The Barnes’ came back to Australia in 1996 and went back into the charts with the Best Of set (Hits Anthology) that featured the hit single “Lover Lover” written with wife Jane. A brief Cold Chisel reunion tour and album (The Last Wave of Summer) followed in 1998.
There was a second soul album (Soul Deeper) in 2000 that marked a new beginning. But it was Jimmy’s 2005 #1 album Double Happiness which featured duets with family and friends that put him back on top and earned him his second induction into the ARIA Hall of Fame.
Since then he has gone from strength to strength with critically acclaimed solo albums and his take on the classic songbook. Then in 2009, Cold Chisel reformed releasing two new albums, No Plans (2012) and The Perfect Crime (2015) and on the road with the Light The Nitro Tour in 2011 (which remains the biggest grossing tour ever by an Australian-based band) and 2015’s One Night Stand tour.

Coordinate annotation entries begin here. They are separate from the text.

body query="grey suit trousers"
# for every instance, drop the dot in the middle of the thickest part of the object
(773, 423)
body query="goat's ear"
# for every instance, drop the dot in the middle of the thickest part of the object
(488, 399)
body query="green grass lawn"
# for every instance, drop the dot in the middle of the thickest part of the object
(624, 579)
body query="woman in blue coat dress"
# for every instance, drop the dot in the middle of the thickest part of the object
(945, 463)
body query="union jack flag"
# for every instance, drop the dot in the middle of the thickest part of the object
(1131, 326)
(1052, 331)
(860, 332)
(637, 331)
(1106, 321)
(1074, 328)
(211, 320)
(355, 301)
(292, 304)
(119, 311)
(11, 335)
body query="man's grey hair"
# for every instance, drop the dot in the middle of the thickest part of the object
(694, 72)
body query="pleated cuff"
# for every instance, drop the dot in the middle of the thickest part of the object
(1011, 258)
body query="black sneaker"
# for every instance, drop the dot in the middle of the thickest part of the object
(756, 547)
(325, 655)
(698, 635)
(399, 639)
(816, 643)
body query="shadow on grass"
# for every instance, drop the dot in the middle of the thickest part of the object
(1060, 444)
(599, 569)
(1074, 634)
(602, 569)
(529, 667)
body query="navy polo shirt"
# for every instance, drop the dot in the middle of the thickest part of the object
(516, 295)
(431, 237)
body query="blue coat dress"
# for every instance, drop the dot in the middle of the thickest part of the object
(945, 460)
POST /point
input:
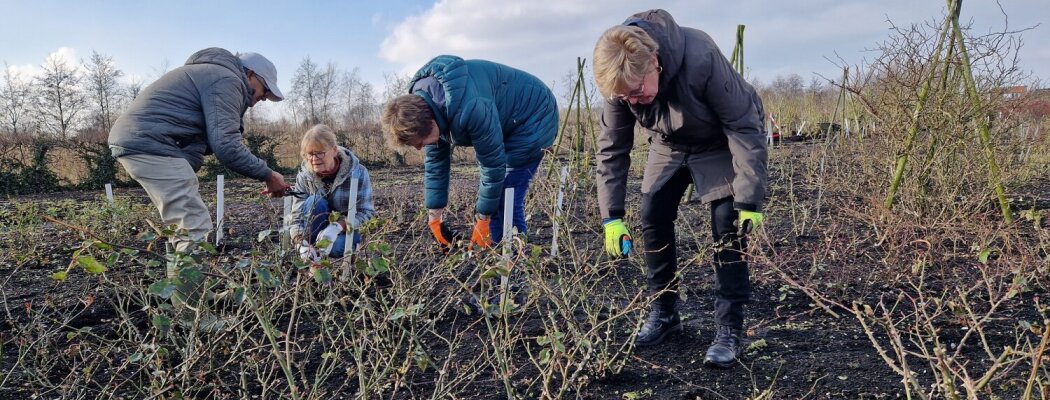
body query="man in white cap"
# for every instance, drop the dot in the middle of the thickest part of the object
(163, 137)
(193, 110)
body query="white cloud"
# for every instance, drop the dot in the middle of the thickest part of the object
(545, 37)
(66, 55)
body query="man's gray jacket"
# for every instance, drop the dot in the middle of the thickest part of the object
(705, 118)
(191, 111)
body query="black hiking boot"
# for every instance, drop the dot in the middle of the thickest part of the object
(663, 320)
(725, 350)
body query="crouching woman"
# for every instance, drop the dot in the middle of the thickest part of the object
(323, 186)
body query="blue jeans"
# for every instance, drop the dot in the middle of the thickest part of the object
(315, 209)
(519, 179)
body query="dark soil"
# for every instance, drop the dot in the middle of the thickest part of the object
(796, 350)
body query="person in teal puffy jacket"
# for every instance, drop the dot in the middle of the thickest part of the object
(509, 118)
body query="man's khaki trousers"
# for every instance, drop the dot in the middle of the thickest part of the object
(173, 188)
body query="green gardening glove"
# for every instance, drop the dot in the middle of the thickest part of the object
(748, 222)
(617, 238)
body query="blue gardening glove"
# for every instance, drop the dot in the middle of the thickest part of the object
(748, 222)
(617, 238)
(308, 252)
(331, 234)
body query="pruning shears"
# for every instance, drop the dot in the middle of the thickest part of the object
(290, 192)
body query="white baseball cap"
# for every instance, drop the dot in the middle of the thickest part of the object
(265, 69)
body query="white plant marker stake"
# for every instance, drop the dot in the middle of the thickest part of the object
(349, 247)
(286, 237)
(219, 207)
(508, 222)
(769, 131)
(558, 210)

Jimmy’s 2014 album 30:30 Hindsightcelebrated 30 years as a solo artist and featured international artists including ‘Miami’ Steve Van Zandt, Keith Urban, and Journey alongside local chart-toppers such as Bernard Fanning, The Living End, Tina Arena, Troy Cassar-Daley and many others. The following year Jimmy road tripped through the South, down to Memphis, Tennessee where he recorded the album Soul Searchin’, the fourth in a series of soul tribute albums recorded and released over a 25 year period.
Soul Searchin’, Jimmy’s 16th studio album was yet another #1 album. No musician anywhere in the world has had a run of chart success as strong or as enduring as Jimmy Barnes has had in Australia.

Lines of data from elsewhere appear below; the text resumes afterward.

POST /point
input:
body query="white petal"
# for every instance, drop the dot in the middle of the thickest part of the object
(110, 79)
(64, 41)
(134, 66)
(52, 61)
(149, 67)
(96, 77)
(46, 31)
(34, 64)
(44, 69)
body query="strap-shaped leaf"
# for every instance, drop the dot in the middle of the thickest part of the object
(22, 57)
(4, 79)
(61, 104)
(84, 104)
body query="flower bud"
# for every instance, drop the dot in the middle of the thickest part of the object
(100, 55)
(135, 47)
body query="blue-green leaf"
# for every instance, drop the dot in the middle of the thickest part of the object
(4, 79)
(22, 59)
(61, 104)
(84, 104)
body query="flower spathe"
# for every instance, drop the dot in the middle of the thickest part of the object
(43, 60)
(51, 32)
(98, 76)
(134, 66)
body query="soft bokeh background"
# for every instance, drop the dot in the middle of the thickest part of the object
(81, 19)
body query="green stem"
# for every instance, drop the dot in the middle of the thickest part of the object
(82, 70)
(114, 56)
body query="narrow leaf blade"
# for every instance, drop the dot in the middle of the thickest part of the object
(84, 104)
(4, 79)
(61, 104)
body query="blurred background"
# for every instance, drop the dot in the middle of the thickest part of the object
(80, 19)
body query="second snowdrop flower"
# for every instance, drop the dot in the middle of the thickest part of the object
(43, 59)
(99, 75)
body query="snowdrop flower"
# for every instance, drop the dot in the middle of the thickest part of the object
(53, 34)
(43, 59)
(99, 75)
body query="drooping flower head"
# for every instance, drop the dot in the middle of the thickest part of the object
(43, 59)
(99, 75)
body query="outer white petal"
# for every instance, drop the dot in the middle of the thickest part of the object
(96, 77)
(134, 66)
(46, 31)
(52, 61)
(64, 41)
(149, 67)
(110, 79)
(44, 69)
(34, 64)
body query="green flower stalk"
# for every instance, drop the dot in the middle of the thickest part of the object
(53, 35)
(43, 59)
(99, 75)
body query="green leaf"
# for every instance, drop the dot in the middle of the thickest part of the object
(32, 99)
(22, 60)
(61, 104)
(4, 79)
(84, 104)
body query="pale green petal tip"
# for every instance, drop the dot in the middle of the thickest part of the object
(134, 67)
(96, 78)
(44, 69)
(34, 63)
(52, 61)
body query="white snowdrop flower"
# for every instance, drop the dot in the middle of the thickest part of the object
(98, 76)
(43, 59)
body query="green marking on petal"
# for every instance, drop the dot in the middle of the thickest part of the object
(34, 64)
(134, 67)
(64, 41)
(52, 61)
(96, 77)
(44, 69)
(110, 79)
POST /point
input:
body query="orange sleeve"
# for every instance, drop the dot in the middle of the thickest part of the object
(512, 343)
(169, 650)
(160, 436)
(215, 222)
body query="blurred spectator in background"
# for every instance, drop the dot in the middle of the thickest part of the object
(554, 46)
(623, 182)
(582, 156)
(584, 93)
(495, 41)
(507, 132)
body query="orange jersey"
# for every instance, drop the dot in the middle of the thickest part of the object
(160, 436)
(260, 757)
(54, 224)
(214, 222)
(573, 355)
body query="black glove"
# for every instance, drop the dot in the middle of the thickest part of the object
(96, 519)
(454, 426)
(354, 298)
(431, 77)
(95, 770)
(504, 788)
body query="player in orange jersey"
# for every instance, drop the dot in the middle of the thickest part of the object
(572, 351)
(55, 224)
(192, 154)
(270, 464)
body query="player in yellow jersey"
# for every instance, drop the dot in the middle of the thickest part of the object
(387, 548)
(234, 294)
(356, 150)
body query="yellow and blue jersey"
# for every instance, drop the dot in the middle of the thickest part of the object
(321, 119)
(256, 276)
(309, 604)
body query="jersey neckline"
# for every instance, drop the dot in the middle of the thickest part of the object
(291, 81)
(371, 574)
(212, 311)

Then in October 2016, Jimmy launched his first book – Working Class Boy -debuting at No. 1 in Australia. If a book could be more raw than Jimmy Barnes in full flight, well, this is it. It’s the harrowing story of Jimmy’s childhood in Glasgow and then in Adelaide. It’s a tale of bad love, booze, domestic violence and sexual abuse. Jimmy writes with an unfettered emotional honesty. He tells what is often a dark story with as much light and shade, humour and honesty as is possible. In these vivid stories of growing up, we glimpse some of the forces that turned Jimmy into such an incredible performer.
In early 2017, Jimmy released his first children’s book, Och Aye the G’Nu, inspired by his cheeky red-haired, blue-eyed grandson. The accompanying album was produced by The Wiggles’ creator Anthony Field.

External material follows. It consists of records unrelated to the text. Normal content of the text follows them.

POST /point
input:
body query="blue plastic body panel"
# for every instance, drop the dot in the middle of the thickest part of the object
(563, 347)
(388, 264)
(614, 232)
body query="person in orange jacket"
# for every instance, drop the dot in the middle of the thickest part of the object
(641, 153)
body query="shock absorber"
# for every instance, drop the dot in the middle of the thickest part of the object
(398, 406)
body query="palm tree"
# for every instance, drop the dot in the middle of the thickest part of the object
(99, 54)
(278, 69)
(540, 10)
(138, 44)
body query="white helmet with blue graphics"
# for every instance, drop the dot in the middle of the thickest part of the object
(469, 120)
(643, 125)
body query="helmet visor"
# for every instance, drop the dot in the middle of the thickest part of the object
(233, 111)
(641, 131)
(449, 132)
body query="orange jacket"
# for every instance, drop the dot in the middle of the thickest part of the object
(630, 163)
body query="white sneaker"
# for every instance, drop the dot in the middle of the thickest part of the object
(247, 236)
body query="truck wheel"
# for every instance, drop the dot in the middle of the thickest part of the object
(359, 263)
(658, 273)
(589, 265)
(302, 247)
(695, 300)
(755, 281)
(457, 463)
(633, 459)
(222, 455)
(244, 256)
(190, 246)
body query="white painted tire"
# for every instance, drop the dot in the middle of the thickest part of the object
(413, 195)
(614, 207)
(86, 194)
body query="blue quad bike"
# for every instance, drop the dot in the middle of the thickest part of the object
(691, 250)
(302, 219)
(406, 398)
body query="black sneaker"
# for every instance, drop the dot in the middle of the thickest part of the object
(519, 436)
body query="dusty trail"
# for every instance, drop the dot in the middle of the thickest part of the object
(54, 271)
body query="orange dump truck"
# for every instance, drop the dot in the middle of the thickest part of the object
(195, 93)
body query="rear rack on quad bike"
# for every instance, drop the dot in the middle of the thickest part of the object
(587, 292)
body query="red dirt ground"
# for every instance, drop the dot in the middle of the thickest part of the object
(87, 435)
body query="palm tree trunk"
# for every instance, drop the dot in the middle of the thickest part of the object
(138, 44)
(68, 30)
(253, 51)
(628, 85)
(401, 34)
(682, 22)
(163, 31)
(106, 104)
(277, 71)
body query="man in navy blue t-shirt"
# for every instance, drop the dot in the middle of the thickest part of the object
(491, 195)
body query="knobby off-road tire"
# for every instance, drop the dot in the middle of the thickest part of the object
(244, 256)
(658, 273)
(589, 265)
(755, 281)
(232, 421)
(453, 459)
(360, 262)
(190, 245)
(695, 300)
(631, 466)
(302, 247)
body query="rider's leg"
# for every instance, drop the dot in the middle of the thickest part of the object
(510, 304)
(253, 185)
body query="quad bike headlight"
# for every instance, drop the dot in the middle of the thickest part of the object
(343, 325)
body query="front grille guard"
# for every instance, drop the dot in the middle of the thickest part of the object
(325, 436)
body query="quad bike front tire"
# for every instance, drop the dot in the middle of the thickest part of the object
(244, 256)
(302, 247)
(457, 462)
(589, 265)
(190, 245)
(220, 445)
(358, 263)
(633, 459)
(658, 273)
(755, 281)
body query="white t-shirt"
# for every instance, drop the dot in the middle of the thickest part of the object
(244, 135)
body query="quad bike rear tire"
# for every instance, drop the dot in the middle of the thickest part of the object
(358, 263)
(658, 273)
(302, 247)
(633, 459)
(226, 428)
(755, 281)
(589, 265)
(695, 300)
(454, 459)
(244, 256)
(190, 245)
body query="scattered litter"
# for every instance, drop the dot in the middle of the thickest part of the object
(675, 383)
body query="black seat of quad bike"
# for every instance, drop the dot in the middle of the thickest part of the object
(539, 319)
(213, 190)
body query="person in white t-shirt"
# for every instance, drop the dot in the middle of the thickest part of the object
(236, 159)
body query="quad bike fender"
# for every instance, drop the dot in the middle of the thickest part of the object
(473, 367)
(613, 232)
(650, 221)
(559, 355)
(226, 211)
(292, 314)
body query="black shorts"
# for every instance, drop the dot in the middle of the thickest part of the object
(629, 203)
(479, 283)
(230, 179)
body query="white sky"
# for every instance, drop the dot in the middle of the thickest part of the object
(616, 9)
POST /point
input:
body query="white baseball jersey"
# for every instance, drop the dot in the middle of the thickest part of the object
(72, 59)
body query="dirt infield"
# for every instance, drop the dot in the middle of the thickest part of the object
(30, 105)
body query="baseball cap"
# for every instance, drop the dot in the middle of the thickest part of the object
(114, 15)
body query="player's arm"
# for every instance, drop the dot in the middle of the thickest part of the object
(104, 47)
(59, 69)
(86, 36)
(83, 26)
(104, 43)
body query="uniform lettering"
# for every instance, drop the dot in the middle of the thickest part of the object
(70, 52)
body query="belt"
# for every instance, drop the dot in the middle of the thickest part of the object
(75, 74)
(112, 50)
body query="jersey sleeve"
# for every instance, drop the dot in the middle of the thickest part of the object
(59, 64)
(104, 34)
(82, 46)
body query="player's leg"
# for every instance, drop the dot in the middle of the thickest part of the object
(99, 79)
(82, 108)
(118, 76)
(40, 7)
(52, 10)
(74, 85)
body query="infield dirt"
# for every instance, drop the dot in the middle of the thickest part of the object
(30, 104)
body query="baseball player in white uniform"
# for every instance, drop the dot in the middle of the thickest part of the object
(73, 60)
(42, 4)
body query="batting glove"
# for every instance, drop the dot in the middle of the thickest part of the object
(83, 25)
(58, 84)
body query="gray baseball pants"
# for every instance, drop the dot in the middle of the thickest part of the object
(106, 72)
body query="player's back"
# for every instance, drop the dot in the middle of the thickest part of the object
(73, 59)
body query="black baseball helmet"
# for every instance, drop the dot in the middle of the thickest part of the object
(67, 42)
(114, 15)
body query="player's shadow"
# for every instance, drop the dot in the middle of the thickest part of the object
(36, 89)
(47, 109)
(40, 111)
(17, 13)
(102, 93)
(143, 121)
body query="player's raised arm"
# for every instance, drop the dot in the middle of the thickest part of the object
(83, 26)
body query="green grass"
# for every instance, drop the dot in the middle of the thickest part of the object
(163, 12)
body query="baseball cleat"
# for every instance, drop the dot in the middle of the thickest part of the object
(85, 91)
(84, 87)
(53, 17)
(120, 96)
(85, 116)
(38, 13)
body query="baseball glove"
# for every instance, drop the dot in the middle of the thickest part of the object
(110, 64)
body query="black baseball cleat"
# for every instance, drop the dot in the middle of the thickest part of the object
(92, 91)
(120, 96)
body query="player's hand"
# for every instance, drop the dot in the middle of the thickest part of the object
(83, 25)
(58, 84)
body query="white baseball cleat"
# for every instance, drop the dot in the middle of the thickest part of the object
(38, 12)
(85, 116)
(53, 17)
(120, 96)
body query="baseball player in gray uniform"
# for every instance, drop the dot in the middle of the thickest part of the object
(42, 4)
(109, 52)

Jimmy has never been afraid to put his hands up for causes he believes in and works with a number of charities. Given his own experiences of domestic abuse and alcoholism, he has been very vocal on this, subjects when it’s appropriate.
Through it all there has been touring – across Australia with his rock band and again with a soul band, acoustic shows and dates through Europe keep him playing for months every year. It’s the wildness of it all that keeps Jimmy Barnes grounded.
“My job,” he says, “is to turn every night of the week into Saturday night for people. It’s the best job there is.”